More things to try if you have large items: If you have a large item, and the largest item that fits with it is as large or larger than any combination of items that would fit, then combining them is optimal. If there is more space, then this can be repeated.
So all in all, a bit of thinking reduced the problem to fitting two items of sizes 4, 4 into one or more bins. With larger problems, every little bit helps.
I've written a bin-packing solution and I can recommend best-fit with random order.
After doing what you can to reduce the problem, you are left with the problem to fit n items into k bins if possible, into k + 1 bins otherwise, or into k + 2 bins etc. If k bins fail, then you know that you will have more empty space in an optimal solution of k + 1 bins, which may make it possible to remove more small items, so that's the first thing to do.

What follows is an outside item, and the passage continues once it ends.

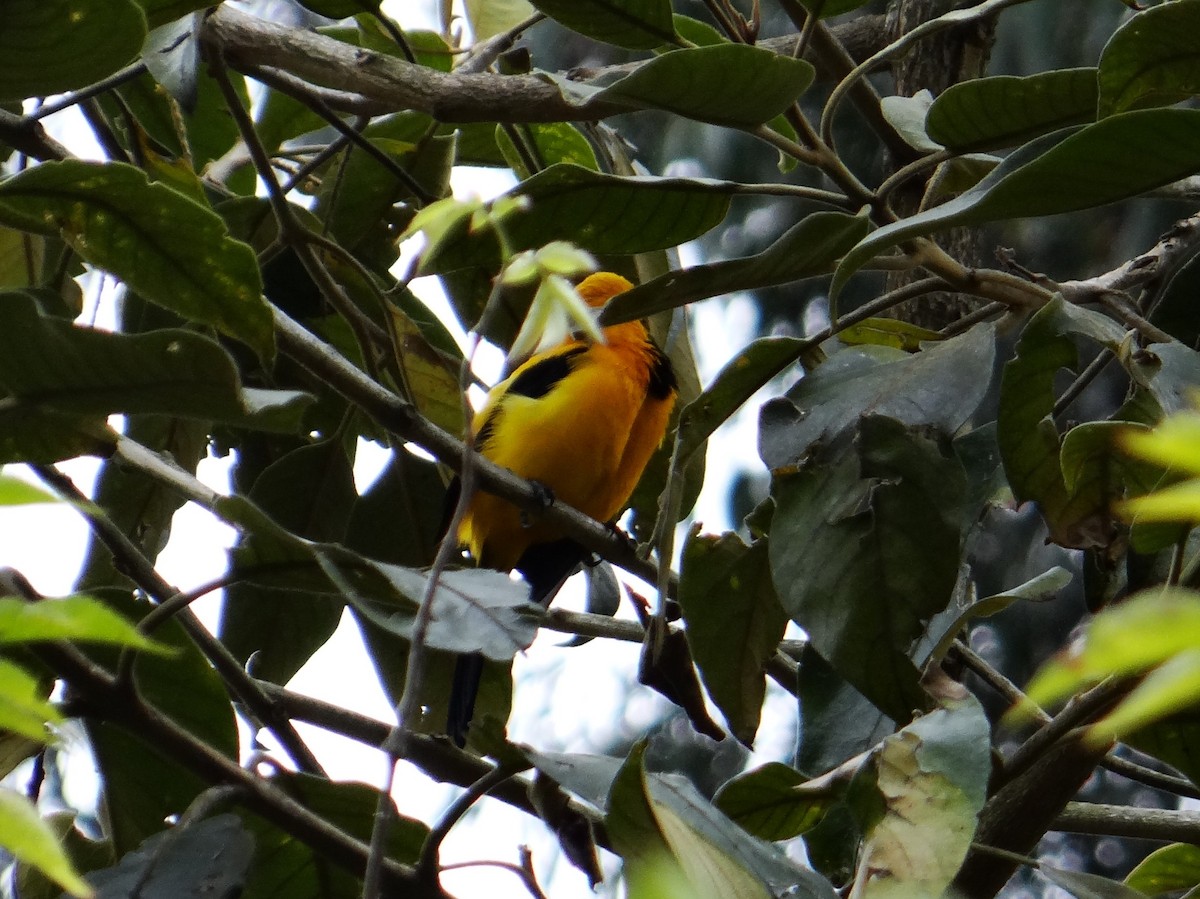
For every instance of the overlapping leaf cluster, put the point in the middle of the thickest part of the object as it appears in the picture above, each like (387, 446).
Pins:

Then you try some simple methods: First fit descending, next fit descending. I tried a reasonably fast variation of first fit descending: As long as the two largest items fit, add the largest item. Otherwise, find the single item or the largest combination of two items that fit, and add the single item or the larger of that combination. If any of these algorithms fits your items into k bins, you solved the problem.
And eventually you need brute force. You can decide: Do you attempt to fit everything into k bins, or do you attempt to prove it isn't possible? You will have some empty space to play with. Let's say 10 bins of size 100 and items of total size 936, that would leave you 64 units of empty space. If you put only items of size 80 into your first bin, then 20 of your 64 units are already gone, making it much harder to find a solution from there. So you don't try things in random order. You first try combinations for the first bin that fill it completely or close to completely. Since small items make it easier to fill containers completely you try not to use them in the first bins but leave them for later, when you have less choice of items. And when you've found items to put into a bin, try one of the simple algorithms to see if they can finish it. For example, if first fit descending put 90 units into the first bin, and you just managed to put 99 units in there, it is quite possible that this is enough improvement to fit everything.
On the other hand, if there is very little space (10 bins, total item size 995 for example) you may want to prove that fitting the items is not possible. You don't need to care about optimising the algorithm to find a solution quickly, because you need to try all combinations to see they don't work. Obviously you need with these numbers to fit at least 95 units into the first bin and so on; that might make it easy to rule out solutions quickly. If you proved that k bins are not achievable, then k+1 bins should be a much easier target.